À part ça, je me rends compte que je ne remplis pas vraiment consciencieusement la catégorie cinema de ce blog : ces derniers temps, j'ai vu en salles, entre autres, Manchester by the Sea et 君の名は (traduit en « français »(?!) par Your Name), et j'ai trouvé que les deux étaient vraiment des chefs d'œuvre. Je n'ai pas le temps d'en faire une critique maintenant (et ce serait un peu du réchauffé), mais je les recommande tous les deux très vivement, ce sont des films d'une très grande subtilité humaine et psychologique.

(lundi)

Fragment littéraire gratuit #156 (un rêve)

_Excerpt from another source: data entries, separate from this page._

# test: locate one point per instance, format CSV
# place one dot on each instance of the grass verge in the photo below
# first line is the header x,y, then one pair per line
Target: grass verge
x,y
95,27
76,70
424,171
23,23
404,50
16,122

J'attends une audience avec le Premier ministre qui doit me parler d'un roman d'Umberto Eco, mais il est en retard. Pendant que j'attends, je visite le musée du Vatican : le palais est labyrinthique et je ne sais plus bien où je suis. Les tableaux sur les murs me font penser à de Chirico. Je me rends compte qu'il y a un message caché dans les premières lettres des titres. C'est le signe qu'une révolution se prépare. La clé du message est certainement dans la Tempête de Shakespeare. Il faut absolument que je prévienne quelqu'un. Les douze dieux olympiens sont dans l'un des tableaux. Je demande à Hermès s'il a la clé, vu qu'il est le dieu des portes, mais les dieux commencent à m'attaquer et je comprends que ce sont eux les révolutionnaires. Je me mets à voler, et je vois d'en haut que les dieux ne sont en fait que des automates. Nous sommes tous sur un gigantesque système d'engrenages. Je me réveille.

Ceci n'est pas un rêve que j'ai fait mais une tentative pour imiter le style des rêves que je fais, ou du moins le style des compte-rendus des rêves que j'ai jugés assez intéressants pour être notés en me réveillant (il faut d'ailleurs que je me croie moi-même sur parole sur le fait que j'ai rêvé ces choses-là, vu que je n'en ai, pour la plupart de celles que j'ai écrites, plus le moindre souvenir). Et en fait, l'exercice est assez difficile : il faut sans arrêt se forcer à ne pas suivre une idée, parce que les rêves n'arrêtent pas de casser le fil de la continuité, ou en tout cas de la continuité apparente.